Рейнхард появился вскоре. Я рывком села на постели, когда он только открыл дверь. Мы смотрели друг на друга, а потом он подошел ко мне нарочито медленно, почти прогулочным шагом.
— Эрика, — сказал он. — Не ожидал увидеть тебя в добром здравии.
— Отвратительно старомодное выражение, — сказала я. — Не ожидала его от тебя услышать.
А потом он поцеловал меня и обнял совсем по-другому, чем раньше. В прикосновениях его стало столько отчаянной нежности, что она угрожала затопить меня с головой. Рейнхард боялся меня потерять. Он впервые (и первый) боялся меня потерять. И я почувствовала себя особенной, единственной для кого-то. Все это было глупой, гендерно обусловленной фантазией, нужной для поощрения женских паттернов поведения во мне.
Но мне хотелось плакать оттого, с какой любовью и бережностью Рейнхард относился ко мне. Когда он отстранился, впрочем, на его губах играла самодовольная улыбка.
— Ты была не совсем в себе три дня. Так что, пока ты не стала острить на тему всей жизни, я, пожалуй, сообщу тебе, что мир нуждается в твоей помощи.
— Это значит, ты нуждаешься во мне?
— В данном случае я солипсист.
И я подумала, что рада участвовать в чем-либо, пусть даже опасном или бессмысленном. Рада быть частью всего, о чем говорил Ханс.
Рада жить.
Глава 17. Косвенный язык и голоса безмолвия
Мы были в безупречном доме, ровно так я его про себя и назвала. Все это было в высшей степени забавным, потому как я очутилась в месте, так похожем на то, что описывал мне Себби. За каждым окном был лес, и мне казалось, будто дороги отсюда нет.
Все было таким красивым, что, в конце концов, казалось ненастоящим, игрушечным. Тонкость каждой незначительной вещицы здесь была фактически декоративной. Подсвечники, шкатулки, шкафчики, ручки на дверях, все было сделано так, словно не имело никакой другой функции, кроме услаждения зрения.
Все эти вещи должны были быть крошечными, чтобы их можно было поместить в кукольный домик. Все казалось мне неудобным — запутанные коридоры, винтовые лестницы, с которых слишком легко упасть, резные узоры на подлокотниках, куда невозможно на самом деле положить руки.

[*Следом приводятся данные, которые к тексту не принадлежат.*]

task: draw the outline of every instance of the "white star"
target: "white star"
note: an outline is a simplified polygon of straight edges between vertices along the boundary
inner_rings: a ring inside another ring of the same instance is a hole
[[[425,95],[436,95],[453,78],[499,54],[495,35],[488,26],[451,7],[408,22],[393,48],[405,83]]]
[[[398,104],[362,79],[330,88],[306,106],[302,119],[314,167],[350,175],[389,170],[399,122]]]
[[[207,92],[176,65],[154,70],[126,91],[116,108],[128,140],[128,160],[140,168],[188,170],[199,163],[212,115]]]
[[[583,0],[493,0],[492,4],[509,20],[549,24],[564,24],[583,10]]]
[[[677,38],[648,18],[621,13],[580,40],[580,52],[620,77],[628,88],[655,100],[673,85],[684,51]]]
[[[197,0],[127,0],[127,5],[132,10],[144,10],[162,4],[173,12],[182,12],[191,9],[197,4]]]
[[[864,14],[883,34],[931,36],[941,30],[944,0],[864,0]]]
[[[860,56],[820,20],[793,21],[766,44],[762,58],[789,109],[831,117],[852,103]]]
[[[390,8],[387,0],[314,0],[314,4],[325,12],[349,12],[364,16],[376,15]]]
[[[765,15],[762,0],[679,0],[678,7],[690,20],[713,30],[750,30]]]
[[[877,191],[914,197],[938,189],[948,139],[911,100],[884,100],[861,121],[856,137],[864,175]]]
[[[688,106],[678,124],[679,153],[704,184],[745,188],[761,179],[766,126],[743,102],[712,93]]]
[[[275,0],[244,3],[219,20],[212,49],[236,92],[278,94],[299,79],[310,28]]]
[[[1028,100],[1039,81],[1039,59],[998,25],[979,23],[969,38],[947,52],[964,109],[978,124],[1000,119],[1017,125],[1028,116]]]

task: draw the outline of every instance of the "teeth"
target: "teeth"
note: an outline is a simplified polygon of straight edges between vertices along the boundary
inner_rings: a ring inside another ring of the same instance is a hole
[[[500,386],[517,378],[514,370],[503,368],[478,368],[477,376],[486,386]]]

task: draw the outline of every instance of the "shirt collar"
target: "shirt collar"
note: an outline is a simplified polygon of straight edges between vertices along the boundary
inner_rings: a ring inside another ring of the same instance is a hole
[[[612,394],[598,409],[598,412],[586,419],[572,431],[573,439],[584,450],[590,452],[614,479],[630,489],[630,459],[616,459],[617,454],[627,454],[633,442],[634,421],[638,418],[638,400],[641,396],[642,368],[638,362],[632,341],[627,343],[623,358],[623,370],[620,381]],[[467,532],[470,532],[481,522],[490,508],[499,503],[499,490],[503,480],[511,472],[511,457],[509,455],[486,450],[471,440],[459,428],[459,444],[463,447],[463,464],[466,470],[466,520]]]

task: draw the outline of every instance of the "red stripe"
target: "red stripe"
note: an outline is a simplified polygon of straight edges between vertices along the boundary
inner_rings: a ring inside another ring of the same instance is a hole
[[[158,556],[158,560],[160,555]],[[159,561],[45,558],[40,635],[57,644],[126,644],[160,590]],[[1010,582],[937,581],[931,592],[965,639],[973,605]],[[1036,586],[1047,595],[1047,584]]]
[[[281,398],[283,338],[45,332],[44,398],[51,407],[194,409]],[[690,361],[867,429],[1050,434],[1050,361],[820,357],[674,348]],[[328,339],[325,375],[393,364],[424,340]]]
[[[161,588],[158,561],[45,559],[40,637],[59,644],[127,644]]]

Так что, несмотря на красоту, все вокруг было каким-то болезненно неудобным. Особенная строгость роскоши. Держи спину прямо, ходи осторожно, а лучше стой на месте. Все удовольствие предназначено для глаз, остальное, напротив, должно содержаться в аскетичной суровости. Даже кровать в моей комнате показалась мне, по зрелому измышлению, не слишком удобной. Зато меня окружали прекрасные картины на стенах, роскошные диваны, обитые черным бархатом, белоснежный рояль, укрытый кружевом. Все было таким прекрасным и чужим.